AI coding assistant Supermaven raises funding from OpenAI and Perplexity co-founders

Jacob Jackson devoted his early career to AI.

While still a computer science student at the University of Waterloo, Jackson co-founded Tabnine, an AI coding assistant that raised nearly $60 million in venture funding. After selling Tabnine to Codata in 2019 (during its final exams), Jackson joined OpenAI as an intern, where he worked until 2022.

It was at that point that Jackson felt the urge to start a company again, one focused on supporting common developer workflows.

“Since I started Tabnine, tools like ChatGPT and Github Copilot have changed the way developers work,” Jackson told TechCrunch. “Working on developer tools is really exciting because the underlying technology has improved so much since I started Tabnine, which has led to more developers being interested in using AI tools to accelerate their workflows.”

So Jackson started Supermaven, an AI coding platform similar to Tabnine, but with some quality-of-life improvements and technical upgrades.

Jackson says Babble, Supermaven’s in-house generative AI model, can understand a lot of code at once thanks to its 1 million-token context window. (In data science, tokens are granular bits of raw data, like the syllables “fan,” “tas,” and “tic” in the word “fantastic.”)

The context or context window of a model refers to the input data (e.g. code) that the model considers before generating output (e.g. additional code). A long context can prevent the model from “forgetting” recent documents and data content and from incorrectly extrapolating off-topic.

“Our large context window helps reduce the frequency of hallucinations because the model can derive answers from context in situations where it has to guess,” Jackson said.

A million tokens is actually a large context window, but it’s not as big as the 100 million tokens from AI coding startup Magic. Meanwhile, Google’s recently released Code Assist tool matches Supermaven’s context with 1 million tokens.

So what advantage does Supermaven have over its competitors? Well, Jackson claims that Babble has lower latency thanks to a “novel neural architecture.” He wouldn’t elaborate beyond saying that the architecture was developed “from scratch.”

“Supermaven takes 10 to 20 seconds to process a developer’s code repository, while it learns the API and the unique conventions of the codebase,” Jackson said. “The low latency, thanks to its own model serving infrastructure, keeps the tool responsive even when handling the long prompts that come with large codebases.”

The AI ​​coding tools market is large and growing, with Polaris Research predicting it will be worth $27.17 billion by 2032. The majority of respondents to GitHub’s latest developer poll said they have adopted AI tools in some form, with more than 1.8 million people and about 50,000 businesses paying for GitHub Copilot.

But Supermaven, like its startup competitors Cognition, Anysphere, Poolside, Codeium, and Augment, has ethical and legal challenges to overcome.

Companies are often wary of exposing their proprietary code to third parties.
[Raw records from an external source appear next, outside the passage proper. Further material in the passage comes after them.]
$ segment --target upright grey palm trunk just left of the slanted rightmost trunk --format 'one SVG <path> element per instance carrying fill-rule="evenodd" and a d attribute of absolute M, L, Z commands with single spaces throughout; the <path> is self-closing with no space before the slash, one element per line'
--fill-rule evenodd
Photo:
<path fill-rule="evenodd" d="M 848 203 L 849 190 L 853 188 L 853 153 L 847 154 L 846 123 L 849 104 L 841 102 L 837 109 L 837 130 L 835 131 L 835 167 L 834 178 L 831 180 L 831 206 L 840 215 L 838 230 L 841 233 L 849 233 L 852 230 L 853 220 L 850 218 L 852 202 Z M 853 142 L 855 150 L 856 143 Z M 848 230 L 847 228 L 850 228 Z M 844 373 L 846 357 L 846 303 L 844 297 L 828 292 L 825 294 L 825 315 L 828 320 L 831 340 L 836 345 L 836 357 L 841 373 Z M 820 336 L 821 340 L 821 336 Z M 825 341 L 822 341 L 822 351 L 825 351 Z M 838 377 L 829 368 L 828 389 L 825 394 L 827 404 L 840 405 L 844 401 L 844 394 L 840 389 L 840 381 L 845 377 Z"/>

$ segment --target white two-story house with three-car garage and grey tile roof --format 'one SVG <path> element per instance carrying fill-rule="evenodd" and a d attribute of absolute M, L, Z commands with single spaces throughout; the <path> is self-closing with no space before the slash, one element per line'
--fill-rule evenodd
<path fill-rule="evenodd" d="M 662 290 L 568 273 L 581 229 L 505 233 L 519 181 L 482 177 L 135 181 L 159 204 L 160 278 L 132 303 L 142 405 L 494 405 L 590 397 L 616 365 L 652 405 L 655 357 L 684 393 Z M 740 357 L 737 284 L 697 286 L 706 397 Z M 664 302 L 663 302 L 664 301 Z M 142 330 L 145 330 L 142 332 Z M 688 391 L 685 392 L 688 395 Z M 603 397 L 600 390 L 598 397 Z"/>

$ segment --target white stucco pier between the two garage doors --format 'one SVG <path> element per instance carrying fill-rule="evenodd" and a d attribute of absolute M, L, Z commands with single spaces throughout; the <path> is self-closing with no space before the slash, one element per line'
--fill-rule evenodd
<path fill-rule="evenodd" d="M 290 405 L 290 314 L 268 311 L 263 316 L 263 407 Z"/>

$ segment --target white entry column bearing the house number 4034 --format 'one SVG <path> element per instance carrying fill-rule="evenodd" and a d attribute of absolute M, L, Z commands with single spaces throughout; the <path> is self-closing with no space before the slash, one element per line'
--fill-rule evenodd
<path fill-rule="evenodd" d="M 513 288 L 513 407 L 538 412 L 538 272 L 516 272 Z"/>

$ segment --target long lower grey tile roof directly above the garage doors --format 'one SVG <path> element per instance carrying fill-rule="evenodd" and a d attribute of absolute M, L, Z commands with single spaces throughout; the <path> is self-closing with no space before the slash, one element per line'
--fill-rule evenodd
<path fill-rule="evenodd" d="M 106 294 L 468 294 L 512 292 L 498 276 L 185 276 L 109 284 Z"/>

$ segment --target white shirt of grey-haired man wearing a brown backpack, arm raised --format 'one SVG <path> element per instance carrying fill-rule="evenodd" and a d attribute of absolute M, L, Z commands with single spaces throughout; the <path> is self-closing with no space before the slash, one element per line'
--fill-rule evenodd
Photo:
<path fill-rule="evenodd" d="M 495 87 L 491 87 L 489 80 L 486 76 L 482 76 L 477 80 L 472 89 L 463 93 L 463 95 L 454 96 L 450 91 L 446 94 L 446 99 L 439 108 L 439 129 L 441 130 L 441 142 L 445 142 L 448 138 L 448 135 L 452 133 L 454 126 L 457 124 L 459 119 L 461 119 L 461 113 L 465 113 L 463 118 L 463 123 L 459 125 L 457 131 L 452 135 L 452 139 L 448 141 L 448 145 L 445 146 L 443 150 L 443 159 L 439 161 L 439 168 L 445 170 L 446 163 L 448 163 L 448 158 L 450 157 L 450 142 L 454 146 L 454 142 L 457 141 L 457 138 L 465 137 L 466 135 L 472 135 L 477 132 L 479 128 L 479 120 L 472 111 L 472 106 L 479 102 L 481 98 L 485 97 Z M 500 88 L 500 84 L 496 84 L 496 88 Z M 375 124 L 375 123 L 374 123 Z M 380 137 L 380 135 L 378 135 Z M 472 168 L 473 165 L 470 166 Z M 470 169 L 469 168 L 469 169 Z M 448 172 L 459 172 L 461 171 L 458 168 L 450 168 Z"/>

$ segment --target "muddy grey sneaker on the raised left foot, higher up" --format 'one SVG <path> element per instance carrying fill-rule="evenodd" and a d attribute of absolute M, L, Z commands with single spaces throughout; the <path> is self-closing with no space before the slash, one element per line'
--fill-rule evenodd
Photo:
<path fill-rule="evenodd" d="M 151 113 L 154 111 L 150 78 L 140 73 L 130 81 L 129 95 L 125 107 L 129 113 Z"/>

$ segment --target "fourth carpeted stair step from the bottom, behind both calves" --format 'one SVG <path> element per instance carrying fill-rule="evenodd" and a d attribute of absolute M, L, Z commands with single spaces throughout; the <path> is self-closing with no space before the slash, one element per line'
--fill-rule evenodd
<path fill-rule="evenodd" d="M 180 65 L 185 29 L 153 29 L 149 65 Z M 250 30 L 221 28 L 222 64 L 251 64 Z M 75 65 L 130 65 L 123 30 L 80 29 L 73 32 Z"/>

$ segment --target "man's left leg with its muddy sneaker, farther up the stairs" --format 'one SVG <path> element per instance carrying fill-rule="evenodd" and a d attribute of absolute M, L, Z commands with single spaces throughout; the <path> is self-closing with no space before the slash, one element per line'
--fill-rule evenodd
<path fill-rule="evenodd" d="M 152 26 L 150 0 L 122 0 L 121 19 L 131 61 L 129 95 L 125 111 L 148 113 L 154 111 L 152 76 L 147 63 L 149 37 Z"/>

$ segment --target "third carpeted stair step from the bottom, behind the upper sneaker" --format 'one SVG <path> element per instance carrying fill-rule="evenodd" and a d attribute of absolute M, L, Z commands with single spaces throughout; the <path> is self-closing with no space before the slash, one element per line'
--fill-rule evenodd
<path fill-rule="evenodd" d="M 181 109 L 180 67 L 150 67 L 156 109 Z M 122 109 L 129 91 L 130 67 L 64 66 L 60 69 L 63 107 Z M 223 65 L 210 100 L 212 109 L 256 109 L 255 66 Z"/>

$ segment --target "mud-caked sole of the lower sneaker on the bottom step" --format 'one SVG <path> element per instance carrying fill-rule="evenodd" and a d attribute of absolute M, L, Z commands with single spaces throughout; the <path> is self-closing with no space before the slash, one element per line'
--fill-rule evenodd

Apple, for example, reportedly banned its employees from using Copilot last year, citing concerns about confidential data leaks. Some code-generating tools trained on restricted or copyrighted code have been shown to spit out that code when asked in certain ways, creating liability risks (i.e., developers who integrate the code could be sued). And because AI makes mistakes, assistive coding tools can result in more mistakes and unsafe code being pushed into the codebase.

Jackson said Supermaven doesn’t use customer data to train its models. However, he acknowledged that the company retains data for a week “to make the system fast and responsive.” On copyright issues, Jackson didn’t explicitly deny that Babble was trained with IP-protected code, only saying that it was “almost exclusively trained on publicly available code, not scraped from the open internet,” “to reduce exposure to toxic content during training.”

Customers don’t seem to be discouraged. Jackson says more than 35,000 developers are using Supermaven, many of whom pay for its premium Pro ($10/month) and Team ($10/month/use) plans. Supermaven’s annual recurring revenue hit $1 million this year, thanks to a user base that has tripled since the platform launched in February.

This trend has caught the attention of VCs.

Supermaven announced its first external funding this week, a $12 million round led by Bessemer Venture Partners and a group of angel investors including OpenAI co-founder John Schulman and Perplexity co-founder Denis Yarats. Jackson said the company plans to use the money to hire developers (Supermaven currently has a team of five) and to develop Supermaven’s text editor, which is currently in beta.

“We plan to grow significantly by the end of the year,” he added. “Despite the overall tech headwinds, the coding pilot market is growing rapidly. The growth since our February launch and our most recent funding round position us well for next year.”